3. Iron deficiency anemia

- Iron deficiency anemia is the most common type of anemia in young children. The disease occurs most often in children from 6 months to 2 years old.

- Review iron metabolism:

+ Iron is an important component of hemoglobin, essential for life.

+ The amount of iron in the body is very small: in infants there is about 250 mg of iron, in adults there is 3.5-4.0g of iron

+ Food is the source of iron for the body. Iron is absorbed throughout the digestive tract, especially in the duodenum and the first part of the small intestine.

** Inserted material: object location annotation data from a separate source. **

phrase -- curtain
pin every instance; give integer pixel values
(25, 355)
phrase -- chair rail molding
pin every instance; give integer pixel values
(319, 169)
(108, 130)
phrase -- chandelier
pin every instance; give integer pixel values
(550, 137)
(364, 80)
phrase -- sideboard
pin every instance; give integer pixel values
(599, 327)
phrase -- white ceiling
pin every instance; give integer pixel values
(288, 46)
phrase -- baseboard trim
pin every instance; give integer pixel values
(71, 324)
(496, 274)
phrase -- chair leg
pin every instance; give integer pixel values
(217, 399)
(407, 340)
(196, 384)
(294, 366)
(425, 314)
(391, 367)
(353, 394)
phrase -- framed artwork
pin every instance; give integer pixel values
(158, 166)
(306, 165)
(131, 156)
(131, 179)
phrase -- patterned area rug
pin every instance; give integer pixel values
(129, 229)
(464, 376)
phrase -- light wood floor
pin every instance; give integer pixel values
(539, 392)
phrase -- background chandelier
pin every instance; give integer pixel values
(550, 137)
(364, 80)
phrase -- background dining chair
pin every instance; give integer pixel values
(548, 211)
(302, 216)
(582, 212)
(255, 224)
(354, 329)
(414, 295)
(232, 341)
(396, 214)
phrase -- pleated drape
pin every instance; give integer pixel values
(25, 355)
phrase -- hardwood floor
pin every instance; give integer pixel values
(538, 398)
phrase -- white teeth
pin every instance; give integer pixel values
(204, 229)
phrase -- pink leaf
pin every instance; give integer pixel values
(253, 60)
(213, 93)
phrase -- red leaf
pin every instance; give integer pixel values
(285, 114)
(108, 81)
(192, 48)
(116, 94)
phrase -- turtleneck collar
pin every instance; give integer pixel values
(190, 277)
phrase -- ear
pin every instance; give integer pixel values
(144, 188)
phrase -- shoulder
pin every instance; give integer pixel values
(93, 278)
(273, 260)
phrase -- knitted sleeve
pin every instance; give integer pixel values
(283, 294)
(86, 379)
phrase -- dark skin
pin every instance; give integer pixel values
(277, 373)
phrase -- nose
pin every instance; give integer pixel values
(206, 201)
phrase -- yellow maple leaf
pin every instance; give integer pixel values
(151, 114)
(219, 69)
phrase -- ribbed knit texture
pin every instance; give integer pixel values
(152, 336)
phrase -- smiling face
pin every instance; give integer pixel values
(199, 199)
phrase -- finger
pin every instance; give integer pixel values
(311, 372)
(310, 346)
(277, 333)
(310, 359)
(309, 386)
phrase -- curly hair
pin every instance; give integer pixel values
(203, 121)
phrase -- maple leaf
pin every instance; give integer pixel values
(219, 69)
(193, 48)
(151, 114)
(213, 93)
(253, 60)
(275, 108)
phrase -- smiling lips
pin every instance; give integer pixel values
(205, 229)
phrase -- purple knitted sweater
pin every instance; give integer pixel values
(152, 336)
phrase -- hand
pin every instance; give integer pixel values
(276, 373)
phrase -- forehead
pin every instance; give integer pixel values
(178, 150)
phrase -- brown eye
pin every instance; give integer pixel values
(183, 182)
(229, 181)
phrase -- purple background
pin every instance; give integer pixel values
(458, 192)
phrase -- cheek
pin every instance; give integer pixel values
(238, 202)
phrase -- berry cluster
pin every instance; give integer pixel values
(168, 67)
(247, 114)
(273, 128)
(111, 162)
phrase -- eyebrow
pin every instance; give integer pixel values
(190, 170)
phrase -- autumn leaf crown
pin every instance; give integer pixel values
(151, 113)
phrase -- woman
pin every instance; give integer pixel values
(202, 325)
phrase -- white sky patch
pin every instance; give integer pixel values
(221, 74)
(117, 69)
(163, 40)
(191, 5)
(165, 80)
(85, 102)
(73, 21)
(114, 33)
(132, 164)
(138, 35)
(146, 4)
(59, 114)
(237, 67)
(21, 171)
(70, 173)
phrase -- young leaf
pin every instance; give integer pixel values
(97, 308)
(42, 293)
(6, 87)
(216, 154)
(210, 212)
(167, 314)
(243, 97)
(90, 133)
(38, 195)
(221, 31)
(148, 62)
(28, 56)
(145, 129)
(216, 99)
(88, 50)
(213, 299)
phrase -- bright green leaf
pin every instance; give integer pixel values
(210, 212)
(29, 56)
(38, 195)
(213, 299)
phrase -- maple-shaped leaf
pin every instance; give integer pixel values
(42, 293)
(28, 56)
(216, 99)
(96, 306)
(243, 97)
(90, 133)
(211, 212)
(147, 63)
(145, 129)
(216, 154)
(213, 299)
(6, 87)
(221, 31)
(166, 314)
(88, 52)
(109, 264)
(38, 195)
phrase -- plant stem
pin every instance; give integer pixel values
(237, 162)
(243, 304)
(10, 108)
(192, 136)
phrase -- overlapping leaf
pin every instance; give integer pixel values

+ Iron absorption needs vary depending on body development:

Children 3-12 months: 0.7 mg/day

Children 1-2 years old: 1 mg/day

Older age, puberty: 1.8-2.4 mg/day

+ Iron is excreted in small amounts in feces, urine, sweat, skin cell exfoliation, mucous membranes, nails, and menstrual cycle.

3.1. Causes

- Iron deficiency

+ Iron-deficient diet: Lack of breast milk, prolonged use of cereal, lack of animal-based foods

+ Premature babies, low birth weight, twins (low iron reserves supplied through placental circulation)

- Poor iron absorption

+ Reduce stomach acidity

+ Prolonged diarrhea

+ Malabsorption syndrome

+ Abnormalities in the stomach and intestines

- Excessive iron loss: due to slow, chronic bleeding such as hookworm, gastric-duodenal ulcers, intestinal polyps, nosebleeds, genital bleeding

- High iron demand: rapid growth stage, premature birth, puberty, menstruation where iron supply does not increase.

3.2. Symptoms

* Clinical symptoms

Symptoms of the disease usually occur in children from 6 months of age, however, it can occur as early as the 2nd-3rd month in premature babies and twins.

- Pale skin, pale mucous membranes gradually

- Tired, less active

- Children have poor appetite, stop gaining weight, often have digestive disorders, and are susceptible to infectious diseases.

- Symptoms of mucosal atrophy and tongue papillae, difficulty swallowing,

- Flat nails that break easily (rare in children)

* Test symptoms

Iron deficiency anemia is characterized by hypochromic anemia and microcytic red blood cells.